クレインウォルナッツ社より2004年クロップのクルミに関する最新情報が届きました。
今年カリフォルニアは温和な気候に恵まれており、その気候のもとでクルミも順調に成長しているようです。今年は日中の最高気温が例年より低く、暑すぎない気候がクルミの成長をいっそう促しているようです。今後2週間ほどはナッツの成長が続き、その後殻(シェル)が形成し始めます。この殻の形成の特徴が、収穫の開始時期を決定する基準のひとつとなります。
現在のところ見る限りでは、2004年クロップのクルミは形が揃ったものが多いようです。クルミにもアーモンドと同じように様々な品種があり、品種によって開花時期・成長時期が異なるのですが、2004年クロップはどのバラエティーも一貫してなかなか良いものになりそうだということです。
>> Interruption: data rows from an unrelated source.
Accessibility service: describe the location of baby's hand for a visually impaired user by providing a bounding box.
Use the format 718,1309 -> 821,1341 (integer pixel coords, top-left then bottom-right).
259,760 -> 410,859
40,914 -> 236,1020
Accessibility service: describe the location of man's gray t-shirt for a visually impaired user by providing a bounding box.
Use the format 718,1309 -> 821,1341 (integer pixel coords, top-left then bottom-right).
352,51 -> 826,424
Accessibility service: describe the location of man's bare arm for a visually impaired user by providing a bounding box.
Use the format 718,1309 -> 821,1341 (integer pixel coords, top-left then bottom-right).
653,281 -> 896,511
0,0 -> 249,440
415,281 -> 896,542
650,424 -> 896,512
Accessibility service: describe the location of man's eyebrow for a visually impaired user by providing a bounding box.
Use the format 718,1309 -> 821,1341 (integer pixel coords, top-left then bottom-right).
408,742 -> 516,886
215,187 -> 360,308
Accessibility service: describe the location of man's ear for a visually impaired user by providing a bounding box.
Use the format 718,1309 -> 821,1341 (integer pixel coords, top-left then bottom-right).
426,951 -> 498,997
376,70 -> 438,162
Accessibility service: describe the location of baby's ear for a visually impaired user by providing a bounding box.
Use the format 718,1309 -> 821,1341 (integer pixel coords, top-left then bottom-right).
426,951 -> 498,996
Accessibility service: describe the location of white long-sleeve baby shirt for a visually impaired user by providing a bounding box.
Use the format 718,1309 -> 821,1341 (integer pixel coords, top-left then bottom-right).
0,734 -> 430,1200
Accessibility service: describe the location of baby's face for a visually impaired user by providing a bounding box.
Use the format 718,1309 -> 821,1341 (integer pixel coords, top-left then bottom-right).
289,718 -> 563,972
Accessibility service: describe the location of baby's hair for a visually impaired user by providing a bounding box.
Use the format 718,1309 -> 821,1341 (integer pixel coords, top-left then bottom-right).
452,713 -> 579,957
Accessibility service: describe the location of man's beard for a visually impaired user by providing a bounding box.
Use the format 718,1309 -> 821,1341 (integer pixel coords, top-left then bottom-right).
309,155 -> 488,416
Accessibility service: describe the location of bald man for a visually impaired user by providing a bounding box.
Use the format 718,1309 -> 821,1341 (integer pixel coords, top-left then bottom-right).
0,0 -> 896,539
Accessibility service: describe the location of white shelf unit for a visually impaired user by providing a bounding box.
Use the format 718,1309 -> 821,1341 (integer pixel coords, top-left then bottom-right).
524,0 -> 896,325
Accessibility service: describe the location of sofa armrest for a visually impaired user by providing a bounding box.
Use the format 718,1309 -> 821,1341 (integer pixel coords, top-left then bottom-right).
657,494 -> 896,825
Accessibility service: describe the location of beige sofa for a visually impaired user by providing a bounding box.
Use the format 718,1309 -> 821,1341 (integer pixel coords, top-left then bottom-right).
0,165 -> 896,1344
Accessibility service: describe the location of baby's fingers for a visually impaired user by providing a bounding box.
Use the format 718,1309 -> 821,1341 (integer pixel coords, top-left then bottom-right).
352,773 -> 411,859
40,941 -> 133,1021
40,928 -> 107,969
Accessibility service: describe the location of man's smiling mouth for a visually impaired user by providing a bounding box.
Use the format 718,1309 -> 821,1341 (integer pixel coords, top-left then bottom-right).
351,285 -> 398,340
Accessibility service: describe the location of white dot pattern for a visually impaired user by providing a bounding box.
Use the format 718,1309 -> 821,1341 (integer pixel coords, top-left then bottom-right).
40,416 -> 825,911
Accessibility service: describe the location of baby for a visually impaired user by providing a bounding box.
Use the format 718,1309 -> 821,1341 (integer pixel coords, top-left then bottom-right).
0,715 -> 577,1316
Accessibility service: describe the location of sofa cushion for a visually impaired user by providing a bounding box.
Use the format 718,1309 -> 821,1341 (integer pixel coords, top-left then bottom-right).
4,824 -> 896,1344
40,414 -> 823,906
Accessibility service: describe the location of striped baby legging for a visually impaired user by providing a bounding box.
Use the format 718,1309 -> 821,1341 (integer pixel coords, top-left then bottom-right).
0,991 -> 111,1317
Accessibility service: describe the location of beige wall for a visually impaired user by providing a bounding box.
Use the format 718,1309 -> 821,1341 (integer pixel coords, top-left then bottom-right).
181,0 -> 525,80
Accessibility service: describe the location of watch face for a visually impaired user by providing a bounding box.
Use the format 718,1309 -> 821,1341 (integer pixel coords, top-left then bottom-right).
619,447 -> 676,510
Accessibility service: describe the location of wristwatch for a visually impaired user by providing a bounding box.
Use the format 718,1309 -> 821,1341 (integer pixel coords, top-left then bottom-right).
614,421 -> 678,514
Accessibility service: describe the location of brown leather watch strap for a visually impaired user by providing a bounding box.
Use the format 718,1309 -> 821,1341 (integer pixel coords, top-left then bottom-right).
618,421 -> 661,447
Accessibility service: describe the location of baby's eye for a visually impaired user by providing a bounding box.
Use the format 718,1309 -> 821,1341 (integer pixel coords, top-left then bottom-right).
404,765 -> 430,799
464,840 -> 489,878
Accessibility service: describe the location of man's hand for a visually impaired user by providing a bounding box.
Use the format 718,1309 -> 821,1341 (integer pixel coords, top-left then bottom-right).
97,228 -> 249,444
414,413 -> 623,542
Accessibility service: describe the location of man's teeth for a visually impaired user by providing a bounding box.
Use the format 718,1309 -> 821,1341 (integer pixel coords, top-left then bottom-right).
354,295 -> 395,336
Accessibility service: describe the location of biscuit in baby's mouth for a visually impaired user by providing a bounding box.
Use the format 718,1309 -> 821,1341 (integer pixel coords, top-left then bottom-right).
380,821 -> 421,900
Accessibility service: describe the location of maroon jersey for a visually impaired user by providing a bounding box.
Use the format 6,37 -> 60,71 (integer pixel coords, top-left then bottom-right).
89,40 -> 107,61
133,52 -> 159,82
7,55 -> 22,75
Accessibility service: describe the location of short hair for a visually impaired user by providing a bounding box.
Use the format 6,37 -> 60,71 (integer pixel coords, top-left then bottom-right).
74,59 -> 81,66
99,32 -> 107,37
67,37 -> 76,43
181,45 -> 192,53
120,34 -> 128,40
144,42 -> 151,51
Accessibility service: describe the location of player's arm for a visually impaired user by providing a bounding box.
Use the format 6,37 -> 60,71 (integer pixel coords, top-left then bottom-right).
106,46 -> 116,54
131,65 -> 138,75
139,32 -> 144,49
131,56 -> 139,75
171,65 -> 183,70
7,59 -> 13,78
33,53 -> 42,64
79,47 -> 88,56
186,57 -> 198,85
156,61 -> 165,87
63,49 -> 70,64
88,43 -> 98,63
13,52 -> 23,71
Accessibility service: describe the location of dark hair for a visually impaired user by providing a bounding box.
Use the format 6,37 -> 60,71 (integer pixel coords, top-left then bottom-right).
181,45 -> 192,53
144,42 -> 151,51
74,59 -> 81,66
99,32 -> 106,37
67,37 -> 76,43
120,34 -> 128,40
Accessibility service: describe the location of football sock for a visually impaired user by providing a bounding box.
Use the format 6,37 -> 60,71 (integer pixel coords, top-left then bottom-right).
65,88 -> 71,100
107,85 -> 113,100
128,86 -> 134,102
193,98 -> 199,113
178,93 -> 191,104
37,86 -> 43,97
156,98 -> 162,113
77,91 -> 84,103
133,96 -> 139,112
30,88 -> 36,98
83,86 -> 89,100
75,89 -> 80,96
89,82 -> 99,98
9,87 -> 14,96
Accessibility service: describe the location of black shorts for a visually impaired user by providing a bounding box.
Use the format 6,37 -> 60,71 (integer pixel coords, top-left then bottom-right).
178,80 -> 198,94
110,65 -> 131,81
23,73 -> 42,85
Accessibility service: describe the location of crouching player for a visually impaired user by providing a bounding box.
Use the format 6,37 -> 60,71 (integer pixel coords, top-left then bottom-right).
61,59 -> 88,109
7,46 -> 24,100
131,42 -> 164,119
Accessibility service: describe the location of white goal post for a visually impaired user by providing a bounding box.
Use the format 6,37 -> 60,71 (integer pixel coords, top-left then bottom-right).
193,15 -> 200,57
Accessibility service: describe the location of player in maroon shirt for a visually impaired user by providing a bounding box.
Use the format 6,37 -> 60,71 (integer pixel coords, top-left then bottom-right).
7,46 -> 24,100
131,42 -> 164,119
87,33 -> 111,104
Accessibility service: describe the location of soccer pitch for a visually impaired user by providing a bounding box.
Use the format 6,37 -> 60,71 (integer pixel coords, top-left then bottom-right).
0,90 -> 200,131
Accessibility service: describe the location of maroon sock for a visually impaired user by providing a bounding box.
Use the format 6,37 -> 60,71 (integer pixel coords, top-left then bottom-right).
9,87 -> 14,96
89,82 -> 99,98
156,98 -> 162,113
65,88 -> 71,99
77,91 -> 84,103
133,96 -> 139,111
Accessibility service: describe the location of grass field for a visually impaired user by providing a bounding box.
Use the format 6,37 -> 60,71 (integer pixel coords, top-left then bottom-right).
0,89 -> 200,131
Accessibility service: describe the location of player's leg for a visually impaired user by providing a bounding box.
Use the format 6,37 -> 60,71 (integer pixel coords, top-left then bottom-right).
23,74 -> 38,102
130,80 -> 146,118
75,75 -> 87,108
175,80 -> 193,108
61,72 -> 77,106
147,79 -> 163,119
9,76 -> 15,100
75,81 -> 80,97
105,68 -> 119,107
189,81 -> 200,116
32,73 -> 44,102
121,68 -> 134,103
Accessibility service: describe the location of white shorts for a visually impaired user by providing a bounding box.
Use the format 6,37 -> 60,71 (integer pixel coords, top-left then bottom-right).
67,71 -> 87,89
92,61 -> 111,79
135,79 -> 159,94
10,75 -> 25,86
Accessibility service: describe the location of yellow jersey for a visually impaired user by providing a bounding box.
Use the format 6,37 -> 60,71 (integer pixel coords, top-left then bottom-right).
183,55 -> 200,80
クレイン社は、今年のカリフォルニアくるみの収穫量を29万トン〜30万5千トン程度になるのではないかと推測しています。この数字は大豊作であった去年の収穫量324,000トンから8%の減少となります。クルミも、アーモンドやピスタチオと同じように裏作・表作を交互に繰り返す傾向があり、今年は裏作にあたります。今年収穫量の減少が一番著しく見られるのはチャンドラー種のクルミだということです。
現在カリフォルニアくるみの販売量はインシェル(殻つき)/殻ムキ商品ともに大変好調で、記録的な量に達しています。販売が好調な理由として以下のふたつのことが考えられます。ひとつ目は世界市場におけるドル安傾向、ふたつ目はクルミの健康効果に関する研究結果などが発表され、クルミに対する需要が高まっていることが挙げられます。クルミには血中の中性脂肪を減らし、血液をサラサラにする効果があると言われる「オメガ3系脂肪酸」が豊富に含まれている等という内容の研究結果が多く発表されています。(「オメガ3」については昨年12月18日の配信メール第138号をご参照ください。)
販売価格はわずかに値上がり傾向にあり、現在の価格は、去年のオープニング価格と同じくらいになっています。2004年〜2005年シーズンは、需要を満たすだけの十分な供給量があると思われますが、商品のグレードによっては、不足するものも出てくるであろうということです。